Prove that if $\lambda$ is an eigenvalue associated to the constant vector $v \in \mathbb R^n$ of the matrix A(t) then $ x(t) = \exp(\int_0^t(\lambda(y)dy))v$ is a solution of the system $dx/dt = A(t)x$
I started by showing that if $\lambda$ is an eigenvalue associated to the matrix A then we have that $ x(t) = \exp(\int_0^t(\lambda(y)dy))v$ has a derivative equal to what is required.

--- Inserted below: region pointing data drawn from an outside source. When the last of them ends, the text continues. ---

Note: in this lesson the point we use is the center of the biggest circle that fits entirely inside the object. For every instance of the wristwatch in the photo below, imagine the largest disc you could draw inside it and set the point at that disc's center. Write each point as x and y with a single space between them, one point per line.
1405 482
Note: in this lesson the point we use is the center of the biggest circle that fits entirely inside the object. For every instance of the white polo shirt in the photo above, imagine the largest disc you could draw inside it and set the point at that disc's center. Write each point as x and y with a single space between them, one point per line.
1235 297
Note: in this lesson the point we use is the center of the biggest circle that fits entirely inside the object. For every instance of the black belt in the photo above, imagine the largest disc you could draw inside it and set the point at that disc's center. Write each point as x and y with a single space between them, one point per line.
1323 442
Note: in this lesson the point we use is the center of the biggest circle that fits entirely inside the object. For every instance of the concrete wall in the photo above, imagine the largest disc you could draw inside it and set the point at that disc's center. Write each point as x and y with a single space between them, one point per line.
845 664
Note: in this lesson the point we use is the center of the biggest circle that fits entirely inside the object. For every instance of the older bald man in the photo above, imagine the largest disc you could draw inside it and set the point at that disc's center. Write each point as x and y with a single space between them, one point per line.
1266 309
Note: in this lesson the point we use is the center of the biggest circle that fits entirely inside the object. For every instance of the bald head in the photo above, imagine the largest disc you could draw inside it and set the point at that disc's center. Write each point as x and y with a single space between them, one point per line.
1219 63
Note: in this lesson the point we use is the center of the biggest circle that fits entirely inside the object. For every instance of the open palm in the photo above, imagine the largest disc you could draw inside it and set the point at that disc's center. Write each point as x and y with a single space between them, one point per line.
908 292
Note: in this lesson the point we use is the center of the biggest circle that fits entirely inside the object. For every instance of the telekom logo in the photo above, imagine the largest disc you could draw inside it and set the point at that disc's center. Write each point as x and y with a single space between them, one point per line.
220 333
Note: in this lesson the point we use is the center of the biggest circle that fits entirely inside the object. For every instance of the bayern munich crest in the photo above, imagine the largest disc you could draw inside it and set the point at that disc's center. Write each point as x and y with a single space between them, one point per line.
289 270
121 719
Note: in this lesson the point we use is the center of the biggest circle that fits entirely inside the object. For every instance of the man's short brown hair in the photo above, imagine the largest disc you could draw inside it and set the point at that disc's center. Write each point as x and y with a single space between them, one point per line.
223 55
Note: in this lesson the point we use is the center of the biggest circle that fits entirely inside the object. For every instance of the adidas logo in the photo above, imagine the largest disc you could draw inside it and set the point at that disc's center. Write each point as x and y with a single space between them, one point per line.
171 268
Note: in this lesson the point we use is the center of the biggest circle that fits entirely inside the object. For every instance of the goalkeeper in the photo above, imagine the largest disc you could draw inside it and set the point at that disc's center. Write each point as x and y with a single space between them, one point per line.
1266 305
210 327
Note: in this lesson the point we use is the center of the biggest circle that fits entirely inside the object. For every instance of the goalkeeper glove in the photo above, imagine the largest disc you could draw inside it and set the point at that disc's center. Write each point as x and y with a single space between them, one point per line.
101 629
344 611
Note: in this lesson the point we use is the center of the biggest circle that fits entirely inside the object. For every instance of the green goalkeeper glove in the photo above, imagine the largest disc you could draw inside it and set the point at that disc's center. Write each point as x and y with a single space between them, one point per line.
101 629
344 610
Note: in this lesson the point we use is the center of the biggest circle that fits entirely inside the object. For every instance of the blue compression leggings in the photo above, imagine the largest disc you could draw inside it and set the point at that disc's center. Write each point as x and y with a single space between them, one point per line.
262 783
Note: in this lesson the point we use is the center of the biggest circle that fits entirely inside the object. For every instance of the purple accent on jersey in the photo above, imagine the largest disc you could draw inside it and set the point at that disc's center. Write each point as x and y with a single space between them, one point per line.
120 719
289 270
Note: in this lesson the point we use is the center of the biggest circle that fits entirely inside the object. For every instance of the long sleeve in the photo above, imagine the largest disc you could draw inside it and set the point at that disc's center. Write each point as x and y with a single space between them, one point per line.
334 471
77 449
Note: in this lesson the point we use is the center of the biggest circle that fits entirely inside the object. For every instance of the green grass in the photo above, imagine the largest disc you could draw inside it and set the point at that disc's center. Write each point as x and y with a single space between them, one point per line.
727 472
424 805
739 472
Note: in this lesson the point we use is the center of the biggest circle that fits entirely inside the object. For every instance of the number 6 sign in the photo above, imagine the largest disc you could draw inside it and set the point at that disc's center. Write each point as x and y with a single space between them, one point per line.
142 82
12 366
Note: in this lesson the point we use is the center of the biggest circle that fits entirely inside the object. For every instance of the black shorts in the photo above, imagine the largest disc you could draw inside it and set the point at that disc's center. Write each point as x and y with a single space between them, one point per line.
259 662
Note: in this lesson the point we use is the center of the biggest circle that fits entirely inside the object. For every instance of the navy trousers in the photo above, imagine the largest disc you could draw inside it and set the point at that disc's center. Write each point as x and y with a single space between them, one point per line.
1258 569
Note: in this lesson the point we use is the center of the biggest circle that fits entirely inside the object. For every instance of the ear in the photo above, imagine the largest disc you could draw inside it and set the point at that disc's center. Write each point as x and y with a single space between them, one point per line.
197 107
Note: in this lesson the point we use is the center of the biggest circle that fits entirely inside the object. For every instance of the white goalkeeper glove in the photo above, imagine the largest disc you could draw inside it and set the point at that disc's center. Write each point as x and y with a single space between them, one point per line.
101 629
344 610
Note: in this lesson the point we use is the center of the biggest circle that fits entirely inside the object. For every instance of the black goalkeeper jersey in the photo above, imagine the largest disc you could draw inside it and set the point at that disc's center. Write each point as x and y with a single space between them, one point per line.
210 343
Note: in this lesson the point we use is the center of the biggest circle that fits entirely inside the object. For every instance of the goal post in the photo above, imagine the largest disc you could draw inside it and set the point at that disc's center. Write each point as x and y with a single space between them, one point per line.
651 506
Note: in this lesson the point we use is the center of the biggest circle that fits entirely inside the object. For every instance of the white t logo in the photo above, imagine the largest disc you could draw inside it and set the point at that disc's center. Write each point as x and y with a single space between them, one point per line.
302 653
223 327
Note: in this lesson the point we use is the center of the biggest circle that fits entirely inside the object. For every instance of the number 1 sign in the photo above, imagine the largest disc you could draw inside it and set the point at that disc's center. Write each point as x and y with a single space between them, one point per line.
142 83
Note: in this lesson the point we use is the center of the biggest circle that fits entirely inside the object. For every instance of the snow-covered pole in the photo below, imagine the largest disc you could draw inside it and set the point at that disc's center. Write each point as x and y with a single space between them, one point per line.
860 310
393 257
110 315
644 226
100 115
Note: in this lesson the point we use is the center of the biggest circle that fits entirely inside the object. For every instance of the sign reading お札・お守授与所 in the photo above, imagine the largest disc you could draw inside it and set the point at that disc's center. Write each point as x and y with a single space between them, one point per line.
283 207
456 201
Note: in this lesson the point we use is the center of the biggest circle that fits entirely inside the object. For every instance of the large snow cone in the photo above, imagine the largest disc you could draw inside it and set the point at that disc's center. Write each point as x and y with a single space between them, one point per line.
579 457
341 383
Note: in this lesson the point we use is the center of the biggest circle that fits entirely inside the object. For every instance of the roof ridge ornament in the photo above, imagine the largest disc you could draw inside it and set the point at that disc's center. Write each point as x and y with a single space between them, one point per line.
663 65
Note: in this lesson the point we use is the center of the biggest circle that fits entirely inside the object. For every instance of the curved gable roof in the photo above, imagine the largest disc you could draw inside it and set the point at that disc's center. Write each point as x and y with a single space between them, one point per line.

$$ x(t) = \exp\left(\int_0^t\lambda(y)dy\right)v$$ Taking the derivative with respect to $t$ you get $$\frac{dx}{dt}=\lambda(t)\exp\left(\int_0^t\lambda(y)dy\right)v$$ We can use the fact that $\lambda(t)$ and the exponential are just some numbers (functions of $t$), to write $$\begin{align}\frac{dx}{dt}&=\exp\left(\int_0^t\lambda(y)dy\right)\lambda(t)v\\&=\exp\left(\int_0^t\lambda(y)dy\right)A(t)v\\&=A(t)\exp\left(\int_0^t\lambda(y)dy\right)v\\&=A(t)x(t) \end{align}$$